Marketers on the Rebound — Building Audiences Across Today’s Media Divide
Sofia Hernandez, head of North American business marketing at TikTok, said the app is much more than just a social platform.
“We’re not a social platform,” said Hernandez. “TikTok runs on a content graph so we consider us as more of an entertainment platform. What we’re finding is our users are spending a movie’s worth of time consuming content on TikTok on a daily basis. So, while people will go check social platforms they came to watch TikTok.”
Holistic Data and Partnership Is the Future of the Multi-Platform Advertisement Field
In “The Roaring 2020s: The Explosion of Multi-Platform Advertising,” Carol Hinnant, chief revenue officer of Comscore, discussed the challenging yet exciting nature of the fast-paced multi-platform advertising industry and what advertisers should prioritize in order to succeed in the developing field.
“It’s the speed at which you can retrieve that data. Some are faster than others, but you have to make sense of it too. And you have to be able to clean it, understand it, make sure that you’re making good decisions based on that. It’s a complicated world but it’s changing at the speed of light. The monetization strategies and understanding that it’s a real ecosystem where everybody has to be partners in it is what I think the future of the industry is going to be.”
How Entertainment Brands Can Cash-In on the NFT Bonanza
In another keynote, Tom Mizzone, founder and CEO of Sweet, spoke to the importance of increasing accessibility to NFTs for the customers who want to be collectors but don’t know how.
“You’re really limiting the number of consumers who can get into the experience because it’s too technical and too complex,” said Mizzone. “So brands are looking to do more and consumers want to be collectors, but you have to really break down those ease of entry kind of barriers to understand it and to make it very, very simple.”

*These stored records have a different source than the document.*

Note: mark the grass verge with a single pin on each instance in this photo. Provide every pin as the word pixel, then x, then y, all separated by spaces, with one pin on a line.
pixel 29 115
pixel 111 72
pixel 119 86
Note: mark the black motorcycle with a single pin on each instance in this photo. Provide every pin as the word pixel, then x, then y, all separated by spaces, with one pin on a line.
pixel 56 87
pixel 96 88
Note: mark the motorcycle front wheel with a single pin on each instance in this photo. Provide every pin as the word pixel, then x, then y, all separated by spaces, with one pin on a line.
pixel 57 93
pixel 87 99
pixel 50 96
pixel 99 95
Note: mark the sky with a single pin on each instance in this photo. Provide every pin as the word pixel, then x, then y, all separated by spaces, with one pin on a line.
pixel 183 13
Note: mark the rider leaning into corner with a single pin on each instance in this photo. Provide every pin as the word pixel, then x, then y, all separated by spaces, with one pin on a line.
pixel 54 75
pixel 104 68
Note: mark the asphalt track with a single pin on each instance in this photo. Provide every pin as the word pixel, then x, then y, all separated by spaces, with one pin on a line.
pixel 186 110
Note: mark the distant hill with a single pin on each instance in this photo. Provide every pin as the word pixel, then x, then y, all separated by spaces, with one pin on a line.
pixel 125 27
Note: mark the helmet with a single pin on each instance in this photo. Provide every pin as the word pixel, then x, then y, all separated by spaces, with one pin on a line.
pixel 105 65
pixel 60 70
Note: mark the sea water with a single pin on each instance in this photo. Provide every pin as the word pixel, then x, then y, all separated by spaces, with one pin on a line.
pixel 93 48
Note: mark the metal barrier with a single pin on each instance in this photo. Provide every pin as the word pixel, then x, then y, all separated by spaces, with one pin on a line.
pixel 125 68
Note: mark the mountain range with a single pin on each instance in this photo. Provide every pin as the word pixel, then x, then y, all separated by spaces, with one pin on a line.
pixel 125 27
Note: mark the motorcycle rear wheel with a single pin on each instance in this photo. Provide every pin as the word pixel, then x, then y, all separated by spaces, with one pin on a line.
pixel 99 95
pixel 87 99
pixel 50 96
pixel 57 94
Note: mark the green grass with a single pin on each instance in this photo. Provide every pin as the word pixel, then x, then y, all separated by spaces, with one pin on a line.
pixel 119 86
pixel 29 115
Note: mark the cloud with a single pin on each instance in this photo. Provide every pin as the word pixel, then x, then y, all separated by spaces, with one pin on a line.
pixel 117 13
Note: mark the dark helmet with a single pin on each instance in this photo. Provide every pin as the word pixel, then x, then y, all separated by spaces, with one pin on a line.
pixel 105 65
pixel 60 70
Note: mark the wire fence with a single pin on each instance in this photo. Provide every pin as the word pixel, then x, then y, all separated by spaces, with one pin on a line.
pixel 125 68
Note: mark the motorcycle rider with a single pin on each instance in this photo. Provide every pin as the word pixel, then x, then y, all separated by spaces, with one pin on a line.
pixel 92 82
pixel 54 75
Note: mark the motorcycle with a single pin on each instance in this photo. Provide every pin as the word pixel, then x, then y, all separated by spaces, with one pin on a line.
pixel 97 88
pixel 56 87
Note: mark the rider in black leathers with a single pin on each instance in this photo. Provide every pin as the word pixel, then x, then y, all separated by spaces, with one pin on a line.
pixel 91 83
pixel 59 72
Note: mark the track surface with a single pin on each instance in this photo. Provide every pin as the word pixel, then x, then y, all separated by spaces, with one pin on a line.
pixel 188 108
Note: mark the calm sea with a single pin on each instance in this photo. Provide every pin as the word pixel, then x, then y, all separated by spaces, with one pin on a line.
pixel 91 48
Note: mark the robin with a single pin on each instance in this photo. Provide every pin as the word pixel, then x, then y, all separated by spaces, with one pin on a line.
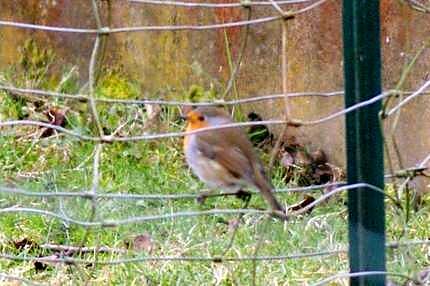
pixel 225 158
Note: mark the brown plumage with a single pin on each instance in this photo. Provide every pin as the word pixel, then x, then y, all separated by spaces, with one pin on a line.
pixel 225 158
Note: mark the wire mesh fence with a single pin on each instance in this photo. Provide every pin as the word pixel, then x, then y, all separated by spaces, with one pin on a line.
pixel 65 253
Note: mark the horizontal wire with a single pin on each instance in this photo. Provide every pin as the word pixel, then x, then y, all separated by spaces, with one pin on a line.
pixel 185 214
pixel 5 276
pixel 192 196
pixel 363 273
pixel 219 259
pixel 108 30
pixel 125 196
pixel 109 138
pixel 83 97
pixel 216 5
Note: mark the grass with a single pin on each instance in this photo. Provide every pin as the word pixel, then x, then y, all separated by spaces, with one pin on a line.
pixel 60 163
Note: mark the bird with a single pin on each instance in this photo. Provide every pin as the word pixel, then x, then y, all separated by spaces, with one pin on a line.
pixel 225 158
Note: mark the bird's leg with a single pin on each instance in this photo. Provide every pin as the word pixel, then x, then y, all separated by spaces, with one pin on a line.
pixel 204 195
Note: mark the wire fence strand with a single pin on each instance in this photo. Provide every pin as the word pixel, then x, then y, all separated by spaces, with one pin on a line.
pixel 95 192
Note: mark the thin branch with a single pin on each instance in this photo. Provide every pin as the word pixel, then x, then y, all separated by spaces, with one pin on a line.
pixel 361 274
pixel 215 5
pixel 216 259
pixel 5 276
pixel 107 30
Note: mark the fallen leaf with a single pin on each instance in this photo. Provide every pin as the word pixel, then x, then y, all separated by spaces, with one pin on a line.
pixel 302 204
pixel 143 242
pixel 56 117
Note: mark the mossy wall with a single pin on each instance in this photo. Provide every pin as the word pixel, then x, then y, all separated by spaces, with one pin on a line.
pixel 168 63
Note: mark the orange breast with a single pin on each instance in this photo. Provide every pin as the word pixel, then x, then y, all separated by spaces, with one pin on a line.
pixel 193 126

Creators Are the Heart and Soul of Clubhouse
In a fireside chat, Fadia Kader, head of media partnerships for the audio social network Clubhouse, discussed the strengths of Clubhouse and how it can support creators as a community.
“You know, I’ve worked at platforms where it took years to embrace creators, but from day one, Clubhouse has been embracing creators and community members such as myself and bringing them in-house or identifying creators and community members that we support because we see the potential,” said Kader. “It’s like we’re trend forecasters. When they talk about creators being the heart and soul, they truly mean it, and they actually own up to it in the way they support creators and the way we all support creators as a team.”